Ieri è andata in onda l’ultima puntata della stagione di “Report”, programma di inchieste giornalistiche e su Rai 3 condotto da Sigfrido Ranucci e diretto da Claudio Del Signore. Il tema era l’arte “mortificata dalla pandemia e anche da chi non ha saputo difenderla – così il presentatore – non apprezzando quello che ci insegna continuamente questa dottrina, un esercizio nobile, forse il più nobile della nostra esistenza: la capacità di saper ascoltare”. In scena un esperimento: il musicista di fama internazionale Paolo Fresu si è esibito in incognito in una delle piazze più frequentate di Roma, vestito, come sottolineato da Ranucci, “da barbone”. L’esito è stato scontato: pochissimi hanno riconosciuto il talento di Fresu e hanno ignorato la sua esibizione. Non scontato invece il fatto che la produzione di Report si lasciasse andare a una rappresentazione carica di stereotipi attorno ai musicisti di strada. Condividiamo la bella riflessione scritta sul tema da Valdo Di Nolfo, consigliere comunale del centrosinistra ad Alghero, giornalista e operatore culturale.

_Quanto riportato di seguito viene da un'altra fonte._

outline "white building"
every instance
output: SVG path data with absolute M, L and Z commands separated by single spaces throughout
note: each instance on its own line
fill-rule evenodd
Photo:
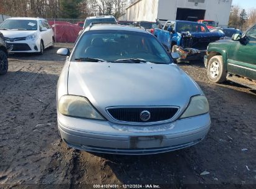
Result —
M 212 20 L 227 25 L 232 0 L 137 0 L 119 20 Z

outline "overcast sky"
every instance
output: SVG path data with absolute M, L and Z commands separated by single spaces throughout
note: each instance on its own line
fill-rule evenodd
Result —
M 256 0 L 233 0 L 232 4 L 239 5 L 246 10 L 256 9 Z

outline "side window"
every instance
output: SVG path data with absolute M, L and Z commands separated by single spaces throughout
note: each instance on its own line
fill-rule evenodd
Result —
M 173 29 L 175 29 L 175 22 L 171 22 L 170 23 L 170 26 L 171 26 Z
M 247 33 L 247 35 L 256 38 L 256 25 L 252 27 Z
M 39 21 L 39 30 L 41 30 L 42 28 L 43 28 L 44 27 L 44 24 L 43 24 L 42 21 Z
M 47 26 L 47 27 L 46 27 L 47 29 L 50 29 L 50 25 L 49 24 L 47 21 L 44 21 L 44 22 L 45 23 L 45 25 Z
M 167 30 L 167 29 L 168 29 L 169 25 L 170 25 L 170 24 L 171 24 L 171 22 L 167 22 L 164 25 L 164 30 Z

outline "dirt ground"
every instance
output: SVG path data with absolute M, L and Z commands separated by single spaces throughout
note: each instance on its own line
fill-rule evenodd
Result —
M 42 56 L 12 55 L 9 72 L 0 76 L 0 188 L 154 184 L 255 188 L 255 91 L 230 82 L 210 83 L 202 62 L 180 63 L 210 103 L 212 126 L 202 142 L 146 156 L 76 150 L 60 139 L 55 109 L 56 84 L 65 61 L 55 52 L 72 45 L 56 46 Z M 209 174 L 201 175 L 205 171 Z

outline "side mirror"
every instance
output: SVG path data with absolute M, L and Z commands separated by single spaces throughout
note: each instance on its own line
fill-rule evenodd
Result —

“Una delle migliori trasmissioni di sempre nella TV italiana ieri ha chiuso la sua ventiseiesima edizione e lo ha fatto in musica. L’idea era di porre l’attenzione sull’arte. Idea splendida costruita in maniera pessima, un linguaggio pieno di stereotipi in cui purtroppo è stato coinvolto anche Paolo Fresu che ‘ha accolto l’invito’ del conduttore Sigfrido Ranucci. Il Maestro suona in piazza, come un artista di strada ma per non renderlo riconoscibile viene truccato. Anzi, come se fosse carnevale viene mascherato da, boh, barbone? clochard? Non si capisce. Viene truccato in viso come se fosse sporco, conciato come se puzzasse e non si lavasse, con i guanti rotti. Il peggior stereotipo in prima serata su Rai 3: gli artisti di strada puzzano, non si lavano e sono sporchi e ovviamente hanno i dreadlock.
Nel mondo reale, non quello degli stereotipi, gli artisti di strada sono artisti veri, che meritano rispetto. Hanno fatto una scelta di liberà, suonano per strada e anche nei palchi a cachet come tutti gli altri. I busker in Inghilterra sono un’Istituzione, con la I maiuscola. A proposito di dread – tema e stereotipo che conosco molto bene, ahimè – poco prima è andata in onda una bellissima intervista a Moxie Marlinspike, fondatore di Signal, app da milioni e milioni di utenti. Uno che se solo volesse si potrebbe comprare la Rai per mettere il Cavallo in giardino, lavarlo e profumarlo ogni giorno o per truccarlo. Continuerò a guardare Report sempre e comunque, continuerò ad apprezzare il suo giornalismo libero e d’inchiesta che colpisce tutte e tutti a prescindere dal colore politico. Continuerò a sostenere sempre il programma e Sigfrido Ranucci, col cuore e con l’anima. Continuerò ad ascoltare Paolo Fresu, ad amare la sua musica e la sua persona rispettosa di tutte e tutti che sicuramente non crede in questi stereotipi. Non ho niente da insegnare a nessuno, figuriamoci a due maestri della musica e del giornalismo come quelli che ho citato, ma semplicemente credo che quella andata in onda sia una comunicazione stracolma di stereotipi di cui è arrivato il momento di fare a meno“.
L’aveva già fatto Joshua Bell anni fa alla metro, suonando Bach.
Si il camuffamento di artisti celebri in strada non è una modalità nuova, qui si rifletteva sull’opportunità di rappresentare un artista in quel modo, con vestiti logori e aspetto trasandato.